Tout cela m’a rappelé le faux dialogue philosophique imaginé jadis par Castoriadis pour ironiser sur le relativisme : « – Vous vous contredisez. – Que veut dire vous ? Je ne suis pas moi. » À peu de choses près, on en est là, avec des gens qui désormais s’offusquent qu’on les étiquette en fonction de leur apparence, alors qu’eux-mêmes ne font rien a priori pour détromper leurs interlocuteurs. Pour bien faire, j’imagine qu’il faudrait leur demander chaque fois quelle identité réelle ou ressentie se cache sous leur enveloppe physique, afin d’éviter les gaffes. J’observe à ce propos que Gauthier-Fawas, en plus de confondre la nationalité libanaise avec une couleur de peau, est en contradiction avec ses principes : scandalisé que Schneidermann l’appelle un homme, il lui donne en retour du « Monsieur » à tout bout de champ, sans s’être informé au préalable si l’animateur ne serait pas lui aussi non binaire, ou s’il ne se sentirait pas un peu femme. À la place de Schneidermann, je l’aurais mal pris. C’est comme les apôtres de l’écriture inclusive, enragés que tout le monde adopte leur lubie mais infichus de l’appliquer eux-mêmes. Comme quoi, mieux vaut balayer devant sa porte, avant de donner des leçons de progressisme.

Imparable
Je ne voudrais cependant pas me moquer trop d’Arnaud Gauthier-Fawas, d’abord parce qu’il a reçu sa dose, ensuite parce que les commentaires à son sujet ont parfois pris une tournure injurieuse ; on peut trouver ses propos ridicules et en rire, on peut combattre les idées qui les sous-tendent, mais rien ne justifie la grossièreté ni la violence. Simplement, sa sortie me laisse songeur ; à supposer que d’autres adoptent son point de vue, ce qui ne manquera pas d’arriver, je crains que les rapports sociaux dans l’avenir ne deviennent plus compliqués, voire carrément absurdes. On ne pourra plus se fier à rien ; il faudra se méfier tout le temps. Tel individu aux allures de grand Breton baraqué devant vous s’avérera en fait être une frêle femme noire ou métisse, qui vous reprochera votre étourderie en réclamant des excuses. Pour peu qu’il/elle soit vaguement gender fluid, il/elle changera peut-être de sexe en cours de dispute : alors que vous vous échinerez depuis cinq minutes à l’appeler Mademoiselle, il/elle vous reprochera de vous tromper à nouveau, et de l’offenser derechef. Même chose pour la couleur de peau et tous les marqueurs de l’identité, ces prétendues prisons dont la sociologie avancée nous invite aujourd’hui à nous libérer. Au risque de paraître frileux, je suis sceptique.

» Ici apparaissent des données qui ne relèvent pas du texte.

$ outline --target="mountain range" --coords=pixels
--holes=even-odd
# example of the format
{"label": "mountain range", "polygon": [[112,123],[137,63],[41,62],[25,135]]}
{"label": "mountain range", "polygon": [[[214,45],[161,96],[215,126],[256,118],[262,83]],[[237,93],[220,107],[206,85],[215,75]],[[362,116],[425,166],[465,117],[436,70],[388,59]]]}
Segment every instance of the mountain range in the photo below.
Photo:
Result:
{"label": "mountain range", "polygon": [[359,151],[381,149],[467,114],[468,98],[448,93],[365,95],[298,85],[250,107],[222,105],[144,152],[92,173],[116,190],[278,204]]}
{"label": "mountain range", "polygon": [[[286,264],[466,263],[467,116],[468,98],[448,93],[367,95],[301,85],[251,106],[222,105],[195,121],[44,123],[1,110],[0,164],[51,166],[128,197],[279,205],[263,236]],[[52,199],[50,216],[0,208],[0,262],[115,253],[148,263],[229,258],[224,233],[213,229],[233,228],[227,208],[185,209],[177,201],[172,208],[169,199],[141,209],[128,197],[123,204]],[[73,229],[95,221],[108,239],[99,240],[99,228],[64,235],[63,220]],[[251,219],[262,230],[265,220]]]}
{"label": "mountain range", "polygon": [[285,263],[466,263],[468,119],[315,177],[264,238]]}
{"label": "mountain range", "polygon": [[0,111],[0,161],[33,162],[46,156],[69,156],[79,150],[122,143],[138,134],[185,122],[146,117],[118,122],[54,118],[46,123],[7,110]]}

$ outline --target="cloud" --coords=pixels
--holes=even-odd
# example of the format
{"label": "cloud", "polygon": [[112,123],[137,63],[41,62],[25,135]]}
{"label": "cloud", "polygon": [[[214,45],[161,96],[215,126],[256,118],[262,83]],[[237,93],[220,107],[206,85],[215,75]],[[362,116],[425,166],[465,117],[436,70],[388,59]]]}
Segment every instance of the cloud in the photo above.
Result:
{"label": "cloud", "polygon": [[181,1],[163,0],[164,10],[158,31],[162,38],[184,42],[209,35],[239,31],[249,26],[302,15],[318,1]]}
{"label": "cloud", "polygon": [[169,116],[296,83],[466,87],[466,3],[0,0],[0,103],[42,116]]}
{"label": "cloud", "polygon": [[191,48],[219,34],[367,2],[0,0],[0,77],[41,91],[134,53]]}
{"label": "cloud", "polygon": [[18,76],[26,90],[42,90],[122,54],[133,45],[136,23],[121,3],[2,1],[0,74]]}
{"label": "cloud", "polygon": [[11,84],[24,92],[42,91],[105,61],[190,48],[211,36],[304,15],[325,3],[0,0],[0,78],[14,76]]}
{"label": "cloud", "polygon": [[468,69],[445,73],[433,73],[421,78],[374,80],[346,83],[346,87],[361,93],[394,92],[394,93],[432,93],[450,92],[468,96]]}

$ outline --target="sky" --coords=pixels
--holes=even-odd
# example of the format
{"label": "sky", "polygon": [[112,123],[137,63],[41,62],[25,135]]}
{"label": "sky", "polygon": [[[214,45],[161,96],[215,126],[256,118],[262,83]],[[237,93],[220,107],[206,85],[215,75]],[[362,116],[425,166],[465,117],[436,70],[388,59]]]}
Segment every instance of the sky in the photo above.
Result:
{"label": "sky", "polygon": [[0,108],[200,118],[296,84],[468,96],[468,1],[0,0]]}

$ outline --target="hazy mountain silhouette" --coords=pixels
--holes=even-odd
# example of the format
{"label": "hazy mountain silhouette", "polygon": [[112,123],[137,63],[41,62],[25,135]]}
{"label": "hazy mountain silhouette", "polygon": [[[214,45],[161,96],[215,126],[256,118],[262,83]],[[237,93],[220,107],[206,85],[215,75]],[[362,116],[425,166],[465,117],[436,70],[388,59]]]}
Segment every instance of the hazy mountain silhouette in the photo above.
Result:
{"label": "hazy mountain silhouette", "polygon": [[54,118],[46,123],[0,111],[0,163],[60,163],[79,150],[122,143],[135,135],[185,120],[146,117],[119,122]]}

J’en connais pour qui cette nouvelle vogue va compliquer le travail, ce sont les romanciers. Comment écrire la moindre histoire intelligible, avec des personnages modernes qui changent de genre et de couleur de peau toutes les trois pages ? On ne pourra même plus se fier aux prénoms et pronoms, indices désormais non valables ! Il faudra consumer des paragraphes complets pour cerner les personnages et lever tous les doutes : tel personnage apparemment noir sera en fait un non-binaire blanc libanais, tel autre nommé Marcel sera en fait la femme gender fluid du chapitre précédent, etc. Ce sera terriblement fastidieux, et probablement très confus. Pas sûr que le résultat soit terrible. En même temps, si l’auteur n’est pas content de lui, il n’aura qu’à s’abriter derrière l’excuse imparable, promise à un grand avenir : « Ah, non. Non, non. Je ne sais pas ce qui vous fait dire que je suis l’auteur, mais je ne suis pas l’auteur. » Comme l’a dit un jour l’excellent Jackie Berroyer, personne n’est personne, mais tout le monde n’est pas quelqu’un.